The maximum dictionary size for LZMA/LZMA2 compressing was increased to 4 GB (3840 MiB).The 7Z format does not support the storage of filesystem permissions (like those from UNIX or NTFG ACLs) so the use of 7Z for backing up and archiving can be a problem though there are ways to work around that.The 7zip Release Notes tell you what has changed in every new version of the program. 7Z files can support multi-part archives, which can then be combined later. The code size for decompressing is roughly 5 KB. Compression speed is 1 MB/s and decompression is accomplished at up to 20 MB/s (both on a 2 GHz CPU). Dictionary sizes are capable of being up to 4 GB. Want to use this versatile archive file yourself? Check it out, you can convert to 7z here.įiles up to 16 billion GB (16 exbibytes) can be compressed using the 7-Zip system with its high compression ratios, solid compressing, and strong AES-256 encryption.

This type is used for the storage and sending/receiving of especially large files or groups of files.

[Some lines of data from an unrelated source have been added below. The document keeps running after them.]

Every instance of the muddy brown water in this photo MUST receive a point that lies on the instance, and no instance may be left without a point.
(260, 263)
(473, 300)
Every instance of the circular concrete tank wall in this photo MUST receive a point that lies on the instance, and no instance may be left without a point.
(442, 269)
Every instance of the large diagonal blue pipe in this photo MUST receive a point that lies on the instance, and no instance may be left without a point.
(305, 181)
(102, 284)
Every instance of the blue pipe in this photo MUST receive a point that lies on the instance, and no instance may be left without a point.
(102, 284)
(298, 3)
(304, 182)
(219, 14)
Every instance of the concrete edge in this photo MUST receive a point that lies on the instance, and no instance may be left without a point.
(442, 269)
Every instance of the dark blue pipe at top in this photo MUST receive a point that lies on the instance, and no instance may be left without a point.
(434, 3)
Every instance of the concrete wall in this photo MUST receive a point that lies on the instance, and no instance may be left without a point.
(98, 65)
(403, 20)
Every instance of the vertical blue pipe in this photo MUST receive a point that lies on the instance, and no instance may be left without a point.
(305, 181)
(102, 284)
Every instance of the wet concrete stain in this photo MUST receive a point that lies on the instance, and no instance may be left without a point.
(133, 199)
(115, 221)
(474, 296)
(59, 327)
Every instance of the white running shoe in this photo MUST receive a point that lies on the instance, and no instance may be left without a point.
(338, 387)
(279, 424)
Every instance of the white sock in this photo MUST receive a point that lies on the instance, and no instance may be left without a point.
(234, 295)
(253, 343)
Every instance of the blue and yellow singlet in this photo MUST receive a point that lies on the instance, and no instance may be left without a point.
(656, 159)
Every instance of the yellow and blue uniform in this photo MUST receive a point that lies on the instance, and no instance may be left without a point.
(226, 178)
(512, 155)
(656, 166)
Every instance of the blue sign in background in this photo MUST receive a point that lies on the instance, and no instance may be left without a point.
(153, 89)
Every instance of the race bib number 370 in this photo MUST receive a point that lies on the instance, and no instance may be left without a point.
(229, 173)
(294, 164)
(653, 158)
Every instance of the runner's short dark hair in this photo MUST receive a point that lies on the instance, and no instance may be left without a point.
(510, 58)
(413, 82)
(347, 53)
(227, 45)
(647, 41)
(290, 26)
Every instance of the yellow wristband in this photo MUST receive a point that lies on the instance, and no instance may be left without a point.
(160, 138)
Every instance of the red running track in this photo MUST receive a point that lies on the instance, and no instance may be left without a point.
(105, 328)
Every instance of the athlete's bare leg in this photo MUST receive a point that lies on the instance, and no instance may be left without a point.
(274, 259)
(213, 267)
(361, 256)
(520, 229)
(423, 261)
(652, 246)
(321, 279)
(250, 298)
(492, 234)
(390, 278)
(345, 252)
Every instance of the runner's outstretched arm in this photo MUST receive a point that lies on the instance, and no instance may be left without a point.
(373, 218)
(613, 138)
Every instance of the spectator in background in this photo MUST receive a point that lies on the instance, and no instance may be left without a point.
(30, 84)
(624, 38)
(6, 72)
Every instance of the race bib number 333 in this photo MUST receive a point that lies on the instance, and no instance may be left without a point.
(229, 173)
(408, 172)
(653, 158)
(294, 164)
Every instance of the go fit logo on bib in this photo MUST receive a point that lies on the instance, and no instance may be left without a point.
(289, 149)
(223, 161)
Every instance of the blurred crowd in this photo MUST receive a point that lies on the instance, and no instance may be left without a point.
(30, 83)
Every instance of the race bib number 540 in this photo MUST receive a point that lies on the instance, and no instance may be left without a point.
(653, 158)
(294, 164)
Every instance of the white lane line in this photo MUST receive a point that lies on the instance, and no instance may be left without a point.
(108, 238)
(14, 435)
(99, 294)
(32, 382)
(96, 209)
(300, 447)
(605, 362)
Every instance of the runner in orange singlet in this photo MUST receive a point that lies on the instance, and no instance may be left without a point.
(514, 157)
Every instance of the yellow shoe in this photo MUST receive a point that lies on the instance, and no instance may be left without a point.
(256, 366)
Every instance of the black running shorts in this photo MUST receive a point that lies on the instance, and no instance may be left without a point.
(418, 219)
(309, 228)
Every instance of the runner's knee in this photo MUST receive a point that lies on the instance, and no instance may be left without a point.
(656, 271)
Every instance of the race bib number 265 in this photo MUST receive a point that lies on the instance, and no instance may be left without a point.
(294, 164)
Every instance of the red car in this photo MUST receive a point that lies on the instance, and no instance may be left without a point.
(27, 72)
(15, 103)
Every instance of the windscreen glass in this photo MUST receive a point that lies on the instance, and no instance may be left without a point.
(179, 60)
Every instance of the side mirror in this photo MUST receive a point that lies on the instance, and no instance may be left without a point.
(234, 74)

The open architecture allows compression, conversion, and encryption methods to be stacked. Compression methods which support 7Z include LZMA, PPMD, BCJ, BZip2, and Deflate. Currently, 7Z is an open source extension available to the public domain since 2008. It is considered “future proof” since it has been able to work with various new archiving programs.

Released in 1999 (developed by Igor Pavlov) using the 7-Zip program, the 7Z file extension can support various types of data compression, encryption, and pre-processing algorithms.